Kazan Federal University

Scientists working on feed additives to help domestic animals fight infections

The project is supported by the Russian Science Foundation and is implemented together with Kazan State Academy of Veterinary Medicine (KSAVM).

“Much attention is paid today to creating a new generation of probiotics to increase productiveness of domestic fowl and cattle. It’s especially important due to the increasing technogenic and anthropogenic influence on such animals,” says project lead Dina Yarullina, Associate Professor of the Department of Microbiology.

Probiotics can increase productiveness by 15 – 20 percent, effectiveness of treatment of gastrointestinal diseased by 30 – 40 percent, and reduce morbidity in younglings by 20 – 30 percent.

The team tasks itself with producing a feed additive (synbiotic) be including a complex of probiotic bacteria into a matrix of an agro-mineral sorbent. Immobilizing bacteria on solid particles improves their survival rate in the gastrointestinal tract and gradual release, which can increase the healing effect.

“We are looking at various compounds for the sorbent – zeolite, bentonite, vermiculite, sapropel, and other minerals.
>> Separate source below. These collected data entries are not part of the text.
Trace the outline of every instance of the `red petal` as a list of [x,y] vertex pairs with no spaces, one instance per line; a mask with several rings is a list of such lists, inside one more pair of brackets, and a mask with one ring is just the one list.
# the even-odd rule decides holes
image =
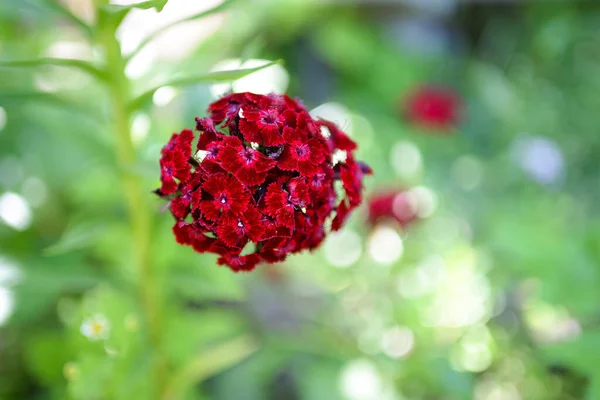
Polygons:
[[[192,141],[194,140],[194,132],[191,129],[184,129],[179,134],[178,147],[184,151],[188,157],[192,154]],[[189,151],[189,153],[187,153]]]
[[227,186],[227,174],[216,174],[202,184],[202,190],[212,196],[219,194]]
[[346,201],[342,201],[337,208],[337,214],[333,221],[331,222],[331,229],[333,231],[338,231],[346,222],[348,215],[350,215],[350,211],[352,210],[352,206],[346,204]]
[[283,128],[283,138],[288,143],[303,143],[306,140],[306,133],[302,129],[293,129],[289,126],[286,126]]
[[173,194],[177,191],[177,182],[173,178],[161,178],[161,180],[160,191],[163,195]]
[[216,221],[221,217],[221,205],[215,200],[204,200],[198,204],[198,208],[204,218],[209,221]]
[[298,170],[298,161],[293,154],[292,147],[286,144],[281,155],[278,158],[279,163],[277,166],[284,171],[296,171]]
[[177,221],[173,225],[173,233],[175,234],[175,240],[179,244],[191,244],[192,238],[190,237],[190,224],[183,221]]
[[254,207],[249,207],[241,216],[244,229],[250,240],[258,242],[265,228],[261,225],[261,214]]
[[310,160],[314,165],[319,165],[325,161],[325,144],[316,138],[309,139],[306,144],[310,149]]
[[184,219],[190,213],[190,200],[184,196],[171,200],[171,212],[177,219]]
[[246,256],[225,254],[217,260],[219,265],[227,265],[234,272],[252,271],[260,262],[260,256],[256,253]]
[[229,247],[242,247],[248,240],[245,233],[238,226],[238,219],[232,218],[228,214],[221,218],[217,227],[217,235]]
[[279,128],[275,125],[266,125],[260,131],[260,135],[265,146],[277,146],[285,143],[283,136],[279,133]]
[[356,149],[356,143],[342,132],[333,122],[321,119],[320,125],[325,126],[331,134],[331,141],[336,149],[352,151]]
[[240,132],[247,141],[260,143],[262,139],[259,130],[256,123],[247,119],[240,119]]
[[231,145],[225,146],[219,153],[222,167],[234,174],[243,184],[253,186],[265,181],[267,172],[277,161],[271,160],[260,152],[245,149],[239,139],[228,140]]
[[272,183],[267,188],[265,195],[265,204],[267,214],[276,217],[277,212],[287,206],[287,193],[276,183]]
[[205,117],[205,118],[198,118],[196,117],[196,130],[203,132],[202,135],[200,135],[200,137],[202,136],[214,136],[216,138],[217,136],[217,131],[215,129],[215,123],[212,119]]
[[304,182],[304,178],[293,178],[288,183],[290,190],[290,201],[298,206],[305,207],[309,202],[308,185]]
[[283,113],[281,113],[281,117],[285,122],[285,125],[290,128],[296,128],[296,121],[298,119],[298,114],[292,109],[287,109]]
[[298,172],[303,176],[313,176],[318,173],[321,169],[314,165],[310,160],[298,161]]
[[340,176],[344,185],[344,190],[350,199],[350,204],[360,204],[362,190],[362,172],[358,165],[352,160],[346,160],[345,164],[340,166]]

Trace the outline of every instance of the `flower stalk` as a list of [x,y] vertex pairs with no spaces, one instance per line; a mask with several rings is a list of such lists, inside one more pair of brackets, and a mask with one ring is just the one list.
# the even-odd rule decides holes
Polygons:
[[[102,11],[99,12],[102,16]],[[108,16],[105,16],[108,18]],[[115,36],[118,24],[101,23],[98,25],[98,39],[106,59],[107,83],[112,108],[113,129],[116,139],[116,156],[120,171],[121,185],[125,195],[127,211],[131,224],[134,263],[137,270],[139,299],[148,327],[150,344],[155,352],[152,357],[152,376],[148,381],[156,385],[152,392],[162,398],[167,381],[167,367],[162,351],[162,296],[156,271],[150,259],[152,223],[149,205],[138,177],[134,176],[131,166],[137,155],[131,140],[132,99],[130,81],[125,74],[126,61],[121,46]]]

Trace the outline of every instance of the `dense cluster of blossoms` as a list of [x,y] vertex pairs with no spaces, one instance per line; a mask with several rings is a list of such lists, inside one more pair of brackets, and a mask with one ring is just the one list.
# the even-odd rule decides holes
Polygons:
[[460,122],[462,100],[453,89],[422,86],[410,93],[406,102],[406,118],[426,129],[448,131]]
[[208,112],[196,118],[196,150],[188,129],[162,150],[156,193],[170,200],[178,243],[249,271],[318,247],[326,220],[333,217],[331,229],[338,230],[361,203],[363,175],[371,170],[354,159],[356,144],[335,124],[313,120],[299,102],[235,93]]

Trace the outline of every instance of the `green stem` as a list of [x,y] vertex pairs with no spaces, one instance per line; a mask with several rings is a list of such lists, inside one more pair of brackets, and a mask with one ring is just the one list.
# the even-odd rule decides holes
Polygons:
[[136,162],[136,152],[131,140],[130,81],[125,75],[126,62],[121,46],[115,37],[116,28],[110,23],[102,24],[99,40],[104,48],[116,134],[117,158],[121,184],[127,201],[132,228],[135,263],[138,273],[139,297],[148,327],[150,344],[155,352],[153,375],[149,384],[156,385],[156,398],[162,397],[167,381],[167,366],[162,345],[162,302],[160,285],[150,259],[151,220],[147,197],[138,178],[129,171]]

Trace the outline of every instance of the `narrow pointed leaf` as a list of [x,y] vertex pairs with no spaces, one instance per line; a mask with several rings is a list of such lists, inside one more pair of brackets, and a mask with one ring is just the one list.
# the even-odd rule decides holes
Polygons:
[[244,69],[235,69],[228,71],[215,71],[209,72],[204,75],[197,76],[188,76],[182,78],[175,78],[171,81],[167,81],[160,86],[154,87],[146,92],[142,93],[136,99],[134,99],[131,103],[131,109],[137,110],[143,107],[154,95],[154,93],[165,86],[170,87],[181,87],[181,86],[189,86],[197,83],[219,83],[219,82],[232,82],[238,80],[240,78],[245,77],[253,72],[260,71],[261,69],[270,67],[275,64],[281,64],[281,60],[273,61],[265,65],[261,65],[260,67],[255,68],[244,68]]
[[54,93],[46,92],[0,92],[0,102],[5,104],[16,103],[41,103],[68,110],[73,113],[80,114],[86,118],[90,118],[94,123],[104,123],[101,115],[94,110],[87,109],[82,106],[81,102],[76,102],[63,98]]
[[67,228],[57,243],[47,247],[44,254],[54,256],[83,249],[91,245],[105,230],[106,226],[100,222],[73,225]]
[[142,1],[139,3],[135,3],[135,4],[129,4],[129,5],[118,5],[118,4],[107,4],[105,6],[103,6],[103,9],[105,11],[108,12],[123,12],[123,11],[129,11],[132,10],[134,8],[140,9],[140,10],[149,10],[151,8],[155,8],[156,11],[161,12],[163,8],[165,8],[165,6],[167,5],[168,0],[147,0],[147,1]]
[[225,10],[227,7],[229,7],[231,4],[233,4],[233,2],[234,2],[234,0],[225,0],[221,4],[217,5],[214,8],[211,8],[209,10],[204,10],[204,11],[201,11],[201,12],[199,12],[197,14],[190,15],[189,17],[186,17],[186,18],[183,18],[183,19],[171,22],[171,23],[169,23],[169,24],[167,24],[167,25],[165,25],[165,26],[163,26],[163,27],[155,30],[150,35],[148,35],[144,40],[142,40],[142,42],[139,44],[139,46],[131,54],[129,54],[126,58],[127,59],[132,59],[148,43],[152,42],[154,39],[156,39],[162,33],[168,31],[169,29],[173,28],[174,26],[177,26],[177,25],[185,23],[185,22],[195,21],[197,19],[207,17],[207,16],[209,16],[211,14],[215,14],[215,13],[221,12],[221,11]]
[[256,342],[248,335],[211,347],[209,350],[198,354],[179,371],[175,371],[167,385],[163,399],[182,398],[186,390],[195,384],[240,363],[257,349]]
[[97,68],[95,65],[88,61],[77,60],[73,58],[36,58],[32,60],[10,60],[10,61],[1,61],[0,60],[0,68],[35,68],[41,67],[45,65],[52,65],[57,67],[67,67],[78,69],[83,72],[87,72],[89,75],[97,78],[99,80],[104,80],[106,78],[106,74],[101,69]]

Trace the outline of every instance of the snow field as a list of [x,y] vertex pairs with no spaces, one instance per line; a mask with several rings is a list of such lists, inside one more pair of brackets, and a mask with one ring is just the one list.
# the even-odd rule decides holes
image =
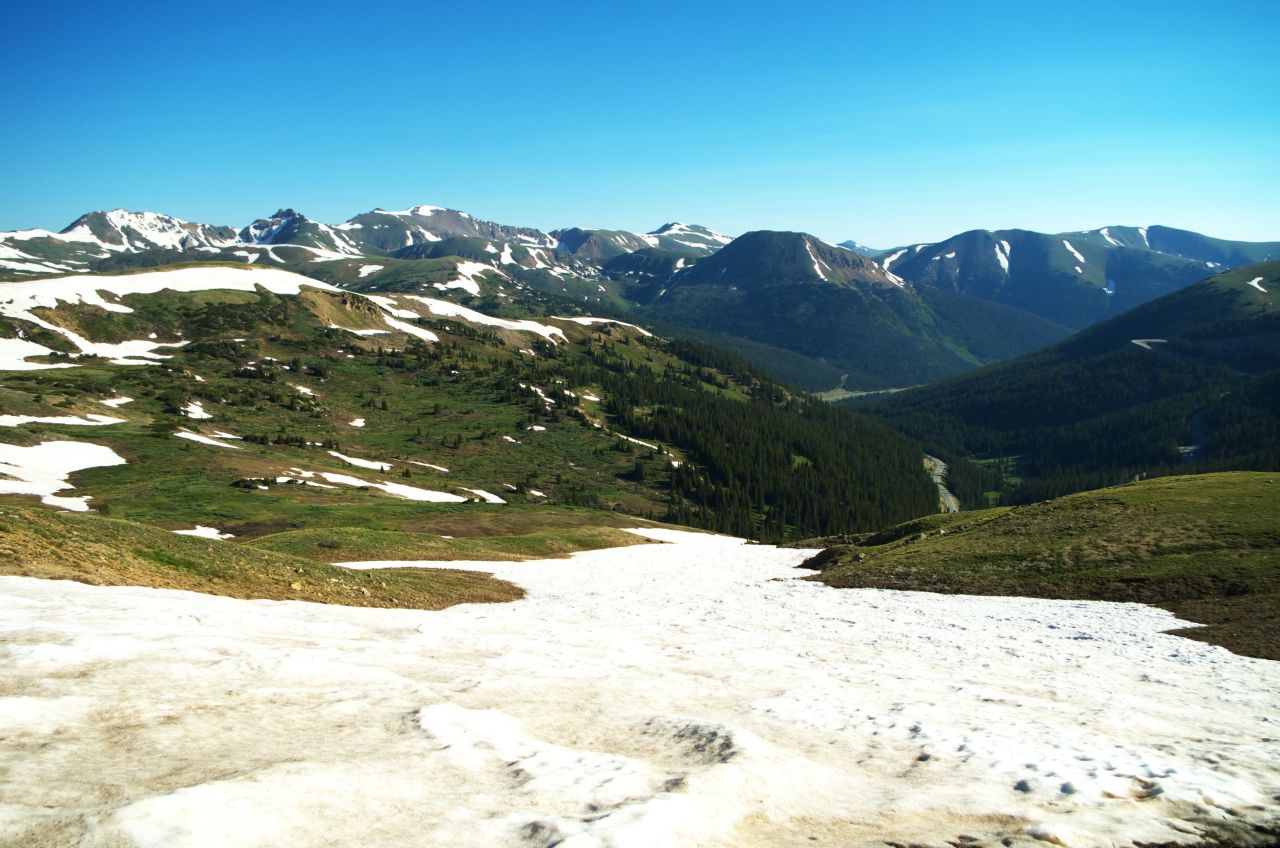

They all possess the quality of selective ion exchange and can both deliver and withdraw elements into and from an organism. They help extirpate heavy metals, normalize lipid, protein and carbohydrate exchange, and optimize enzyme systems,” adds Yarullina.

For probiotics, the scientists plan to use their proprietary strains of lactic acid bacteria with probiotic, sorption, immunomodulating, detoxifying, antioxidant, hepatoprotective and other properties.

Using such an additive may also assist in decreasing the prevalence of antibiotics in cattle and fowl business, as well as prevent dysbiosis and replenish microelements in animals.